【分類・分布】
サバ科に分類される海水魚で、1種のみでイソマグロ属を形成する。同じサバ科ではあるが、クロマグロやキハダなどはマグロ属に分類され、イソマグロはマグロという名は付くが異なった種類の魚である。
インド洋、西太平洋の熱帯域に分布し、オーストラリア北岸、紅海、アフリカ東岸まで広く棲息している。国内では主に南日本に分布し、小笠原諸島や南西諸島に多く見られる。
【形態】
体色は背側が鈍い藍色、腹側は銀白色。体形は紡錘形でマグロ類に比べると細長い。また、下アゴがマグロ類と比べて厚みがあり、口内には鋭く尖った歯が並んでいる。
マグロ類やカツオ類などと同様、イソマグロも高速で泳ぎ続けるために「奇網」という血管構造をもっている。これは静脈と動脈が平行して隣接して巡っている血管の構造で、エラから入った酸素を多く含んだ新鮮な冷たい血液は、動脈を通り、隣り合った静脈内の体温で温まった血液の温度を下げている。同時に熱をもった筋肉を冷やして体温の過度の上昇を抑え、また周囲の水温よりも体温を適度に高く保つ仕組みだ。この仕組みとエラからの酸素吸収率が高いおかげで、イソマグロは休むことなく泳ぎ続けることができる。

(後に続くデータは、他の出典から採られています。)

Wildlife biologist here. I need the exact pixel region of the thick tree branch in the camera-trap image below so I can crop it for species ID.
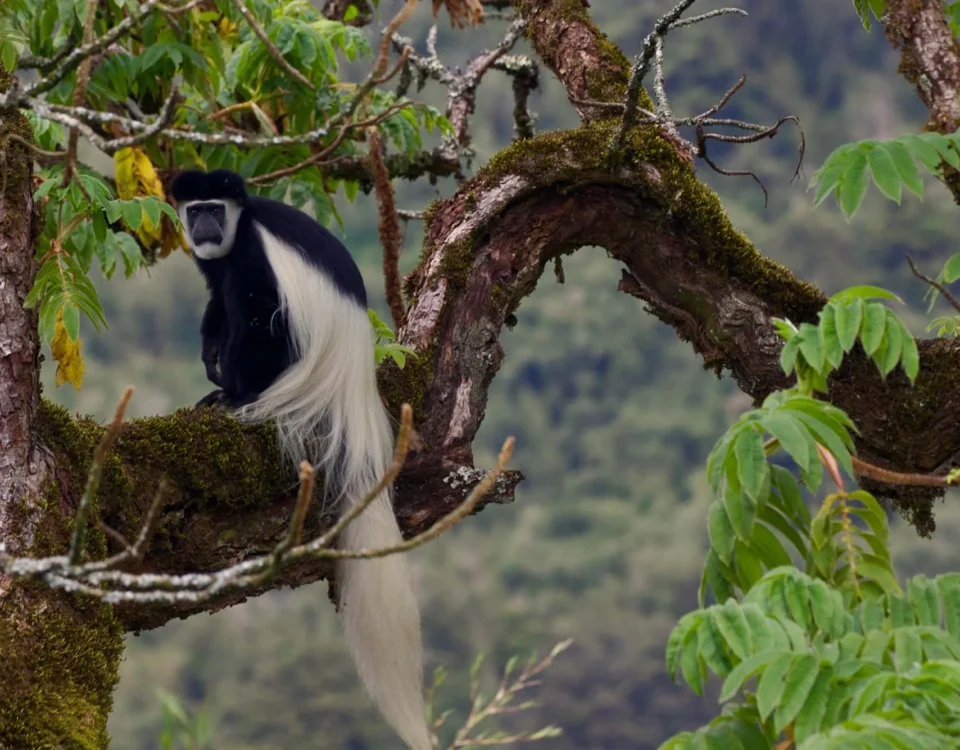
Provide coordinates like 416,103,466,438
883,0,960,202
30,402,522,631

成魚は全長1~1.5m、重さ30~40㎏ほどになり、2m、80㎏以上に成長した大型個体も見られる。
【生態】
外洋に面した沿岸部や島の周辺を数十尾ほどの群れで遊泳している。大型になるほど小さな群れで行動し、単体で行動するものもいる。
遊泳能力は卓越しており、速い潮の中でも高速で泳ぐことができる。
肉食性で、棲息環境を同じくするムロアジ、タカサゴなどのほか、イカ類などを捕食している。
【文化・歴史】
分類的にマグロに近いわけでないのにマグロという名が使われているのは、大洋に広く分布していることや姿形、食性などがマグロに似ていることによる。また、英名の「Dogtooth tuna」は「犬のような歯を持つマグロ」という意味で、マグロ類に比べると鋭く尖った歯を持つことから付いた名前である。
地方名はイソンボ、イソゴッポウ(伊豆)、トカキン(沖縄)、タカキン(奄美地方)など。